Massachusetts Regulators Seek Input on Regulatory Changes for Both Adult Use and Medical Marijuana

The Massachusetts Cannabis Control Commission has published an ambitious regulatory update of both adult use regulations at 935 CMR 500.000, medical marijuana establishment regulations at 935 CMR 501.000, and co-located adult-use and medical-use marijuana regulations at 935 CMR 500.000.  The CCC is holding a virtual public hearing on August 3, 2020 at 10:00 AM, and accepting written comments on the regulations up through August 14, 2020 at 5:00 PM.

The draft regulations touch upon a wide array of aspects of both the licensing and operating process.  Current and soon-to-be operators will want to pay careful attention to the new operational changes and additions, as there are many.  On the licensing side, these include codification of an expedited review policy for marijuana treatment center priority applicants limiting fast-track review only to premises with an RMD location, modifications to the economic empowerment certification process that focus on ownership, and provide the CCC’s executive director the authority to approve minor changes of ownership and control (meaning a CCC vote would no longer be required), but not new equity owners, asset sales, or mergers and acquisitions.

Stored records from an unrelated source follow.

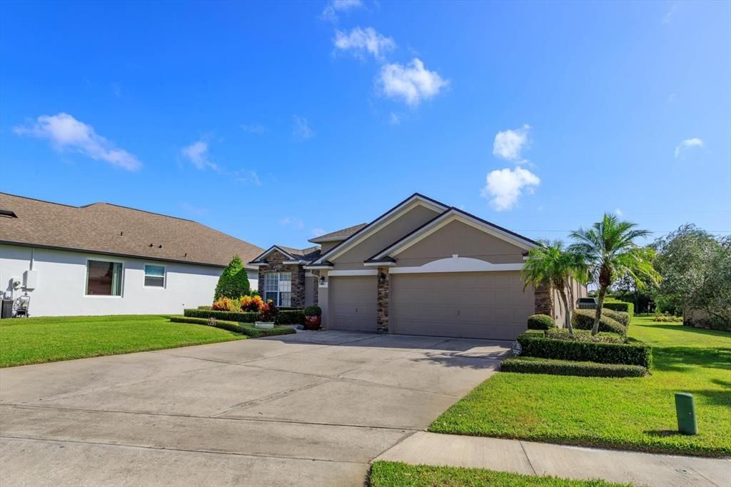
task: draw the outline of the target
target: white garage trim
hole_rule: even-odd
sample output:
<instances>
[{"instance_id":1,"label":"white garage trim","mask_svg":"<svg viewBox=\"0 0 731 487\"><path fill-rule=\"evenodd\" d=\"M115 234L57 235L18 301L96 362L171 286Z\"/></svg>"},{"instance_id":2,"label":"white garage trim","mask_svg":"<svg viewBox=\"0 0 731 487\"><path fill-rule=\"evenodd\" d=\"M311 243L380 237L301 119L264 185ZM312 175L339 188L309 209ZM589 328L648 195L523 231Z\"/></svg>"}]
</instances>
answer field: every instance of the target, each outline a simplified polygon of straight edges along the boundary
<instances>
[{"instance_id":1,"label":"white garage trim","mask_svg":"<svg viewBox=\"0 0 731 487\"><path fill-rule=\"evenodd\" d=\"M393 267L392 274L415 274L427 272L485 272L498 271L520 271L523 264L493 264L486 260L471 257L451 257L432 260L417 267ZM333 273L331 272L330 274Z\"/></svg>"},{"instance_id":2,"label":"white garage trim","mask_svg":"<svg viewBox=\"0 0 731 487\"><path fill-rule=\"evenodd\" d=\"M371 269L366 270L355 270L355 271L330 271L327 272L328 276L377 276L378 271L372 271Z\"/></svg>"}]
</instances>

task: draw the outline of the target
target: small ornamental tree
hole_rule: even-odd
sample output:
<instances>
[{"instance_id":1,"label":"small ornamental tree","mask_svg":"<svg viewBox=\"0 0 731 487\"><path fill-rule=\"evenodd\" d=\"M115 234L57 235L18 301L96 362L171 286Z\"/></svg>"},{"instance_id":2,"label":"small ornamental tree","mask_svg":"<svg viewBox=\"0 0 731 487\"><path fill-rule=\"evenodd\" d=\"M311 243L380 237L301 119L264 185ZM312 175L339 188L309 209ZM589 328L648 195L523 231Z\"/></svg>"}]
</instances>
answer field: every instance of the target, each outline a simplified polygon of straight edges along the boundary
<instances>
[{"instance_id":1,"label":"small ornamental tree","mask_svg":"<svg viewBox=\"0 0 731 487\"><path fill-rule=\"evenodd\" d=\"M247 294L249 294L249 276L243 268L240 257L234 255L219 278L213 301L217 301L221 298L238 299Z\"/></svg>"}]
</instances>

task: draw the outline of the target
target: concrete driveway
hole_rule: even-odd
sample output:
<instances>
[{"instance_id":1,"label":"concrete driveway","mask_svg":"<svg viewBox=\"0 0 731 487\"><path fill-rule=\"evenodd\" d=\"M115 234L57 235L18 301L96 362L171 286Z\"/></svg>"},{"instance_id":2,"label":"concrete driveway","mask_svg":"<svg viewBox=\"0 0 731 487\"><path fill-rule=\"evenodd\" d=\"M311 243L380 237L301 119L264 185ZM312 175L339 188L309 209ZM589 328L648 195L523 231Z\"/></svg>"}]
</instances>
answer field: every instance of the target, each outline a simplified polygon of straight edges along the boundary
<instances>
[{"instance_id":1,"label":"concrete driveway","mask_svg":"<svg viewBox=\"0 0 731 487\"><path fill-rule=\"evenodd\" d=\"M0 370L0 485L362 486L507 342L308 332Z\"/></svg>"}]
</instances>

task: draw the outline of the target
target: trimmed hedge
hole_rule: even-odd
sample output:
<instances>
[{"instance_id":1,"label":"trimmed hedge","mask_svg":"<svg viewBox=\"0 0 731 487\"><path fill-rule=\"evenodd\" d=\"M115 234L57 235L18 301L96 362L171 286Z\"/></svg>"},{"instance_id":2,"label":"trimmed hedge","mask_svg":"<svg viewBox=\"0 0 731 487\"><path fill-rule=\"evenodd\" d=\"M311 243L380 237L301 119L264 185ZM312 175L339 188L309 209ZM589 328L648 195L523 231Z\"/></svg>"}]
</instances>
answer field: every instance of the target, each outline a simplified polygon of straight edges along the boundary
<instances>
[{"instance_id":1,"label":"trimmed hedge","mask_svg":"<svg viewBox=\"0 0 731 487\"><path fill-rule=\"evenodd\" d=\"M228 330L229 331L233 331L237 333L243 333L243 330L241 329L241 325L235 321L225 321L223 320L216 320L216 324L211 324L210 319L208 318L189 318L184 316L171 316L170 321L175 322L176 323L192 323L194 325L205 325L207 326L213 326L216 328L222 328L224 330Z\"/></svg>"},{"instance_id":2,"label":"trimmed hedge","mask_svg":"<svg viewBox=\"0 0 731 487\"><path fill-rule=\"evenodd\" d=\"M648 374L647 369L636 365L573 362L537 357L507 358L501 364L501 370L519 374L578 375L584 377L642 377Z\"/></svg>"},{"instance_id":3,"label":"trimmed hedge","mask_svg":"<svg viewBox=\"0 0 731 487\"><path fill-rule=\"evenodd\" d=\"M217 328L228 330L239 333L243 333L250 338L260 338L262 336L274 336L276 335L290 335L296 333L297 331L289 326L275 326L273 328L265 330L257 328L251 323L237 323L233 321L226 321L224 320L216 320L216 325L211 325L208 318L190 318L184 316L171 316L170 321L178 323L194 323L195 325L206 325L208 326L215 326Z\"/></svg>"},{"instance_id":4,"label":"trimmed hedge","mask_svg":"<svg viewBox=\"0 0 731 487\"><path fill-rule=\"evenodd\" d=\"M189 318L216 318L244 323L253 323L259 320L259 313L257 312L216 312L210 309L183 309L183 316Z\"/></svg>"},{"instance_id":5,"label":"trimmed hedge","mask_svg":"<svg viewBox=\"0 0 731 487\"><path fill-rule=\"evenodd\" d=\"M217 312L211 309L184 309L183 315L189 318L216 318L225 321L253 323L260 320L260 314L256 312ZM301 309L288 309L282 311L279 308L274 319L276 325L302 325L305 322L305 315Z\"/></svg>"},{"instance_id":6,"label":"trimmed hedge","mask_svg":"<svg viewBox=\"0 0 731 487\"><path fill-rule=\"evenodd\" d=\"M302 312L301 309L281 311L280 308L279 312L274 318L274 323L276 325L304 325L305 314Z\"/></svg>"},{"instance_id":7,"label":"trimmed hedge","mask_svg":"<svg viewBox=\"0 0 731 487\"><path fill-rule=\"evenodd\" d=\"M579 330L591 330L594 328L594 309L575 309L571 315L571 324ZM620 335L627 334L627 327L604 314L599 322L599 331L610 331Z\"/></svg>"},{"instance_id":8,"label":"trimmed hedge","mask_svg":"<svg viewBox=\"0 0 731 487\"><path fill-rule=\"evenodd\" d=\"M577 362L625 363L645 367L652 365L652 347L627 339L626 343L592 343L575 340L558 340L535 333L524 333L518 337L526 357L556 358Z\"/></svg>"},{"instance_id":9,"label":"trimmed hedge","mask_svg":"<svg viewBox=\"0 0 731 487\"><path fill-rule=\"evenodd\" d=\"M621 311L626 313L629 316L635 316L635 303L625 303L624 301L607 301L604 302L604 306L602 308L606 308L607 309L612 309L613 311Z\"/></svg>"},{"instance_id":10,"label":"trimmed hedge","mask_svg":"<svg viewBox=\"0 0 731 487\"><path fill-rule=\"evenodd\" d=\"M609 308L602 308L602 314L606 314L612 320L618 321L624 326L629 326L629 314L624 312L618 312Z\"/></svg>"},{"instance_id":11,"label":"trimmed hedge","mask_svg":"<svg viewBox=\"0 0 731 487\"><path fill-rule=\"evenodd\" d=\"M531 314L528 317L529 330L550 330L556 328L556 321L548 314Z\"/></svg>"}]
</instances>

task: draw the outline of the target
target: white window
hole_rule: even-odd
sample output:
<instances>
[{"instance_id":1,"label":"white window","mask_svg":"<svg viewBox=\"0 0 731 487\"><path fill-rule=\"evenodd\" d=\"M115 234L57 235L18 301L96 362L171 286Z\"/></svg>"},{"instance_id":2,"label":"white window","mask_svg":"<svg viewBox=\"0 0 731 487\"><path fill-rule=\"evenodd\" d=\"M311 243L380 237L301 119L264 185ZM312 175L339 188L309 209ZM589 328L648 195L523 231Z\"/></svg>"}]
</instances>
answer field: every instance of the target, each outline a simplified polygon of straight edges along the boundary
<instances>
[{"instance_id":1,"label":"white window","mask_svg":"<svg viewBox=\"0 0 731 487\"><path fill-rule=\"evenodd\" d=\"M86 295L122 295L122 263L105 260L86 261Z\"/></svg>"},{"instance_id":2,"label":"white window","mask_svg":"<svg viewBox=\"0 0 731 487\"><path fill-rule=\"evenodd\" d=\"M268 272L264 274L264 301L278 306L292 306L292 273Z\"/></svg>"},{"instance_id":3,"label":"white window","mask_svg":"<svg viewBox=\"0 0 731 487\"><path fill-rule=\"evenodd\" d=\"M146 287L164 287L165 266L145 265L145 286Z\"/></svg>"}]
</instances>

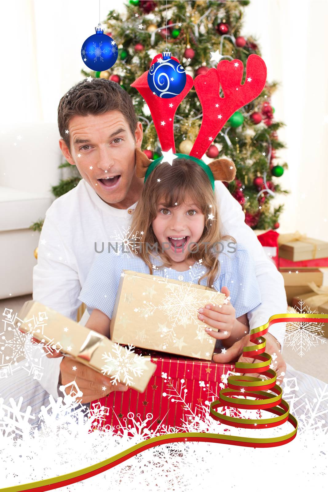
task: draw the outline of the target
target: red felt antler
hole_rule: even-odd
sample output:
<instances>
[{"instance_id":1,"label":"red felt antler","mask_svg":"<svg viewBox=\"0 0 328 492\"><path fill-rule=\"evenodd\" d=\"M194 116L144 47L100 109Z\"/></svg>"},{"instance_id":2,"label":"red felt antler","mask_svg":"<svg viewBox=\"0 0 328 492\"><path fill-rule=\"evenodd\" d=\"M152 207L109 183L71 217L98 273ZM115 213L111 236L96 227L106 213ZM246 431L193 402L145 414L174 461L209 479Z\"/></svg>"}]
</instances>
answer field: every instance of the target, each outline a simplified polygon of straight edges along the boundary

On the operations side, the draft regulations seek to change many aspects of cultivation, manufacturing, and retailing operations.  Among the most significant changes are amendments to restrictions on advertising, branding, and marketing.  If approved, the regulations would permit branding of goods and events by marijuana establishments, subject to some restrictions.

The CCC also proposes significant changes to regulations governing labelling and sales of vaporizers, requiring significant recordkeeping and disclosure with respect to vape ingredients and components.  Still other changes cover whistleblower policies, workplace safety, waste receptacles, packaging and labelling, limited access areas, school buffer zones, disclosure requirements related to cultivation media, fire safety, collections of data related to retail sales, product samples, repackaging, product testing and – in a nod to the ongoing difficulties of COVID-19 – contactless ordering.  The draft regulations also envision creation of a CCC-maintained product database to which both manufacturers and retailers would contribute information.

With respect to co-located adult-use and medical-use marijuana operations, the CCC proposes merging most the separate regulations at 935 CMR 502.00 into existing requirements at 935 CMR 500.000 and 501.000, as there is significant overlap.

With such wide-ranging changes proposed, we expect the CCC will be solicitous of public input, and seek to refine its proposed amendments in ways that both protect consumers and streamline industry operations.